Ein Blick in die Tiefe des Antriebs: Im Rücken liegt der Anschluss für ein externes Netzteil, das 15 Volt bereitstellt. Mag sein, dass moderne Netzteile in ihren kleinen Kunststoffgehäusen enormes leisten, aber gerade am AVM R 5.3 wirkt mir das Seriennetzteil echt zu popelig. Vielleicht lässt sich ja hier noch ein Nachrüstsatz mit einem verstärkten Modell anbieten… Die Umdrehungszahl wird beim AVM R 5.3 wie auch beim R 2.3 on top auf der Zarge per Tippschalter vorgegeben – die Fraktion der Schellack-Fans ist ausgeschlossen: 78 Umdrehungen bietet AVM bewusst nicht an.
Der Motor liegt maximal entfernt vom Tonabnehmer, um Brummeinflüsse so weit wie möglich auszuschließen. Als feine Zugabe spannt AVM eine Acryl-Haube über beide Plattenspieler (wer die Spielregeln kennt: im Betrieb klingen Plattenspieler ohne Haube so gut wie immer besser…).
Die Unterschiede zwischen AVM R 5.3 und R 2.5
Beim R 2.3 folgt alles den klassischen Spielregeln: Das Antriebs-Pully wird durch den Motor angetrieben. Von dort geht die Kraft über einen Riemen auf den Subteller, auf dem der eigentliche Plattenteller liegt. Beim R 5.3 ist das Verfahren ähnlich, jedoch wird der Riemen als “Elipso Centric Belt Drive” um den Subteller gelegt und auf der Gegenseite des Motors von einem passiven Pulley umgelenkt. Die Kraft wird also symmetrisch an den Seiten des Subtellers übertragen; es gibt also keine einseitige Zugkraft wie beim R 2.3 (und so gut wie allen anderen Plattenspielern mit Riemenantrieb), die dann ja auch die Plattenspielerachse in ihrem Lager einseitig belastet.
Unterschiede gibt es auch beim Tonarm. Der R 2.3 kommt mit einem stringenten, geraden Neun-Zöller mit kardanischem Lager daher. Der Arm ist neu und AVM proklamiert, viel Hirnschmalz dazu beigetragen zu haben.
Der größere AVM R 5.3. wurde standesgemäß mit einem Zehn-Zöller ausgestattet. Zudem wird in der Premiumversion das Antiscating über eine elegante Umlenkrolle geregelt. Ohne Frage ist dies der bessere Tonarm – auf den EAT/Pro-Ject trotz eigener Fertigung nicht zugreifen darf; das Know-how ist AVM vorbehalten.
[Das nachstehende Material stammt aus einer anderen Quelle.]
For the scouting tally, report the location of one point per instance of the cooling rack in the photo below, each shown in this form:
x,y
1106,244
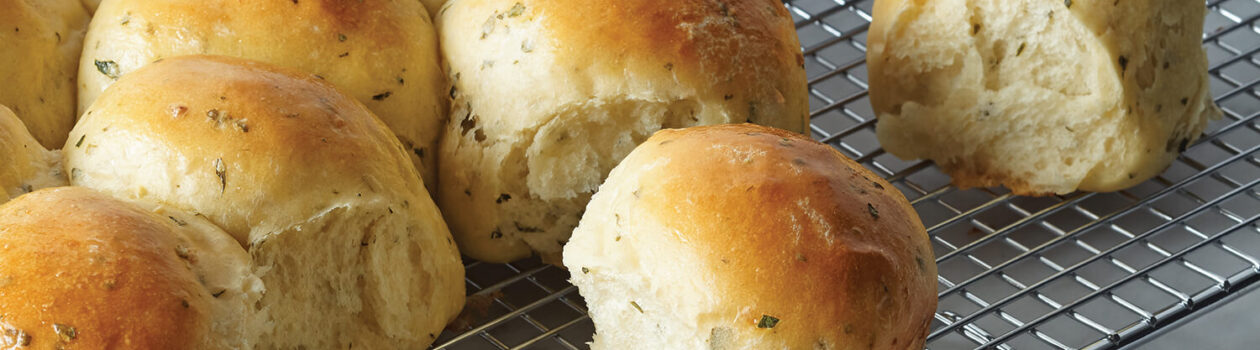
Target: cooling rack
x,y
1079,271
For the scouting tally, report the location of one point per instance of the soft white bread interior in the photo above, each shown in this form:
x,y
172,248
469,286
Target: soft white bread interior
x,y
381,52
86,271
24,164
551,95
1041,96
339,225
747,237
39,50
432,6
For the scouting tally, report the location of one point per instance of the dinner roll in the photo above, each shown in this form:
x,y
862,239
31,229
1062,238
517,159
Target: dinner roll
x,y
24,164
39,49
343,234
551,95
85,271
381,52
1040,96
747,237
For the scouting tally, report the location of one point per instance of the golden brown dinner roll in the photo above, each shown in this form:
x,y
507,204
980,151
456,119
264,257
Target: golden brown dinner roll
x,y
39,49
343,234
1040,96
381,52
24,164
80,270
747,237
551,95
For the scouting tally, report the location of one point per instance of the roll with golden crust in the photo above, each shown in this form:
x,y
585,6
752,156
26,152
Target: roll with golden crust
x,y
40,42
340,228
381,52
747,237
80,270
1040,96
551,95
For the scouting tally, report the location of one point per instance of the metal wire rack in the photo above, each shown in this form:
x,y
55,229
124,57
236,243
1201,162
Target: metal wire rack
x,y
1079,271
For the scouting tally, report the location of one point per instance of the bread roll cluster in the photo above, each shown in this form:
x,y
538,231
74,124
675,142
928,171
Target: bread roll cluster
x,y
318,191
252,174
40,48
548,96
381,52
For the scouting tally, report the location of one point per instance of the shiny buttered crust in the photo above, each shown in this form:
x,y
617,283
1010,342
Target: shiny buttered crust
x,y
551,95
39,50
91,5
86,271
381,52
1040,96
24,164
319,191
747,237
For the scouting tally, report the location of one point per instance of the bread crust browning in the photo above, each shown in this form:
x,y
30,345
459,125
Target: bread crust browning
x,y
85,271
548,96
770,224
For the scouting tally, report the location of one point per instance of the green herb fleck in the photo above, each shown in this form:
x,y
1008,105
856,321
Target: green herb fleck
x,y
515,10
767,321
182,252
64,331
222,173
108,68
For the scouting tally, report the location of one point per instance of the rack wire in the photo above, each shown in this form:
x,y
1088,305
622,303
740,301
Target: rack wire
x,y
1077,271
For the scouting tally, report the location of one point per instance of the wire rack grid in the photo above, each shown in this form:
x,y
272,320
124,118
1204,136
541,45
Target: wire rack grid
x,y
1079,271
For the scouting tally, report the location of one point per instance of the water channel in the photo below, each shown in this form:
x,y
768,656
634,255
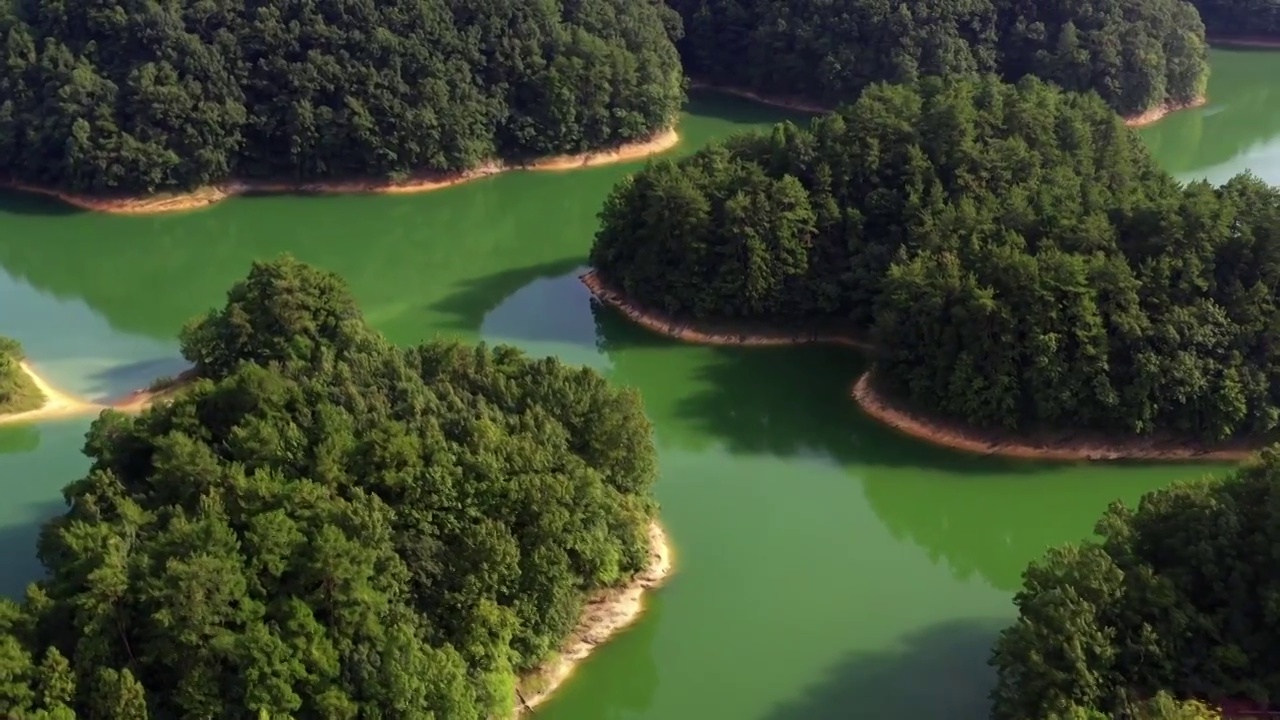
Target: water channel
x,y
828,568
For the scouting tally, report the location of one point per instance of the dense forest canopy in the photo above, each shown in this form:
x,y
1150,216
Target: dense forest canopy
x,y
1013,250
1138,54
330,527
1179,595
1240,18
141,95
17,392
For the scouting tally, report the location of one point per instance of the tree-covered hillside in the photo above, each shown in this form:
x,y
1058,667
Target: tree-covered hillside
x,y
330,527
1138,54
1014,251
136,96
1179,595
17,392
1240,18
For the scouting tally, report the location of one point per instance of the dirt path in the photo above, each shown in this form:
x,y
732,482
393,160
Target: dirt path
x,y
58,404
952,436
602,619
208,196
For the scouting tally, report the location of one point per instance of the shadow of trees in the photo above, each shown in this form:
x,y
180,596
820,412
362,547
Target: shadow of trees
x,y
940,671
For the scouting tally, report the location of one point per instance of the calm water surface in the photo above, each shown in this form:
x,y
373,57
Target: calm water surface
x,y
828,568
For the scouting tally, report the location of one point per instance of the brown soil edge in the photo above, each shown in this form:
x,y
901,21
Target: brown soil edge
x,y
1246,41
208,196
1159,113
798,104
940,433
604,616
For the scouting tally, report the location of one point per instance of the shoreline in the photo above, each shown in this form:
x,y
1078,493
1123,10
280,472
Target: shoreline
x,y
426,182
1255,42
1159,113
707,335
603,618
796,104
883,410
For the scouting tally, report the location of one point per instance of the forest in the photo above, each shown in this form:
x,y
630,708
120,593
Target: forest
x,y
137,96
1013,250
325,525
1138,54
1178,595
17,392
1240,18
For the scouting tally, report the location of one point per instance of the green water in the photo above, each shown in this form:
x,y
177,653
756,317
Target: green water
x,y
828,568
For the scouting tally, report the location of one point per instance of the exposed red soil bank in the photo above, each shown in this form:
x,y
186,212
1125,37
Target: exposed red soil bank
x,y
604,616
206,196
1156,114
942,433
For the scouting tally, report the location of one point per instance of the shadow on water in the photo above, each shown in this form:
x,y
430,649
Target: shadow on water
x,y
789,401
18,203
941,671
18,563
467,305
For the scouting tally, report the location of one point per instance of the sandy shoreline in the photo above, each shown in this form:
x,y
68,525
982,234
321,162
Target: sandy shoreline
x,y
798,104
946,434
208,196
1157,114
603,618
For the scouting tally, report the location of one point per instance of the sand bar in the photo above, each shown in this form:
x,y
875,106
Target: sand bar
x,y
208,196
603,618
1156,114
949,434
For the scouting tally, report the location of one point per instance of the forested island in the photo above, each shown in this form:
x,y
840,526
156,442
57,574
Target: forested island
x,y
132,99
1143,57
18,393
325,525
1176,596
1013,254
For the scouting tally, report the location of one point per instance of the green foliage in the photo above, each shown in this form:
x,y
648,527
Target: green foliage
x,y
1179,595
17,392
144,96
1015,253
1138,54
332,527
1240,18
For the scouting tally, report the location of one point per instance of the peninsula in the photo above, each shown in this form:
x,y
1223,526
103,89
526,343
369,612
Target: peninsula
x,y
1015,261
300,483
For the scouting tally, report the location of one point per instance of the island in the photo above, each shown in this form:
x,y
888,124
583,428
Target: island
x,y
1028,281
1174,597
1144,57
152,108
321,524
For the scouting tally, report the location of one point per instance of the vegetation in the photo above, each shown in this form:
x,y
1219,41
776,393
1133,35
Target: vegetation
x,y
1178,595
325,525
141,96
1138,54
1240,18
1013,250
17,392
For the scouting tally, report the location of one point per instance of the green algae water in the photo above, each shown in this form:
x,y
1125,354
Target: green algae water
x,y
827,566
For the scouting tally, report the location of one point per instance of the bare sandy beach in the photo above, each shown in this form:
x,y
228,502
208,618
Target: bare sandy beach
x,y
208,196
603,618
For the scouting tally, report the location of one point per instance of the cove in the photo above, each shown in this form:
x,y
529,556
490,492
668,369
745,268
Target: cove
x,y
827,566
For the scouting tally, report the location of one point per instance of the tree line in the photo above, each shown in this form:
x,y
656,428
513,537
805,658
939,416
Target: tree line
x,y
1014,251
1137,54
17,392
1175,596
325,525
138,96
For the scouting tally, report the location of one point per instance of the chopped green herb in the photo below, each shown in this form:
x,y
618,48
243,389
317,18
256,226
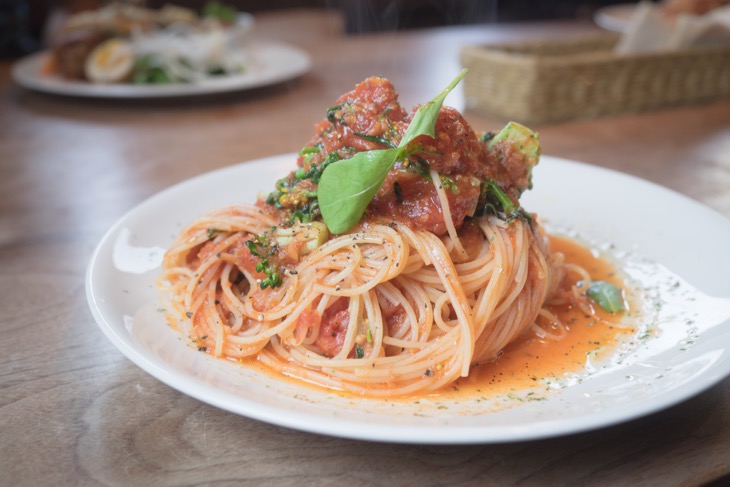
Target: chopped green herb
x,y
607,296
273,279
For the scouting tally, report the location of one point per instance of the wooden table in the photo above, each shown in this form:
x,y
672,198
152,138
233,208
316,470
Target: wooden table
x,y
75,411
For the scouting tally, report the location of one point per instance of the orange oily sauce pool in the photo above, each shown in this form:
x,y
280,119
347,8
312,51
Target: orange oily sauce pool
x,y
529,361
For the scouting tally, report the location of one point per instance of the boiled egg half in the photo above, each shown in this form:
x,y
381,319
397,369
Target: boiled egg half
x,y
111,61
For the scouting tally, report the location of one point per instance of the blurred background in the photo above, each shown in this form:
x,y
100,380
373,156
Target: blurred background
x,y
22,22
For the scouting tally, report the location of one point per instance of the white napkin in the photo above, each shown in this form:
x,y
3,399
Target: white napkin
x,y
651,30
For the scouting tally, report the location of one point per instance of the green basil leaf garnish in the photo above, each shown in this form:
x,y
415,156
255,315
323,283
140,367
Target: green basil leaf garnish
x,y
347,187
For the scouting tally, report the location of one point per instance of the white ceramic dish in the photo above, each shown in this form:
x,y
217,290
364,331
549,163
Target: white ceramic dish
x,y
267,63
687,353
615,17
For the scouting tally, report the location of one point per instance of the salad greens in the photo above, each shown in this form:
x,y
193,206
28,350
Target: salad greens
x,y
347,187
Ebenfalls Feinkost beim Zehn-Zöller: am Ende der Gewichtsjustage liegt ein Schneckengewinde, über das das Gegengewicht per Schraubbewegung angepasst wird. Bei besonders schweren Tonabnehmern wird ein Zusatzgewicht (Teil des Zubehörs) mit eingeschoben.
Noch ein Detail, das die neuen AVMs aus der Masse abhebt: Der Plattenteller lässt sich beleuchten. Auf der Unterseite der Front links liegt ein Kippschalter. Hierüber kann blaues LED-Licht geflutet werden, eindrucksvoll leuchtend, gedimmt oder eben ganz ausgeschaltet. Ein Effekt, der sich natürlich nicht auf den Klang auswirkt, aber schön aussieht. Eine Geschmacks- oder auch Stimmungsfrage.
AVM liefert beide Laufwerke ohne Tonabnehmer aus, König Kunde muss sich im freien Markt bedienen. Nach kurzer Absprache mit LowBeats Chefredakteur Holger Biermann und Vorversuchen mit den eigentlich fantastischen Abtastern Audio-Technica VM 540 und Excalibur Black war die Auswahl schnell getroffen: sie fiel auf das Lyra Delos, ein MC mit traumhaften Werten und traumhaft luftig-präzisem Klang.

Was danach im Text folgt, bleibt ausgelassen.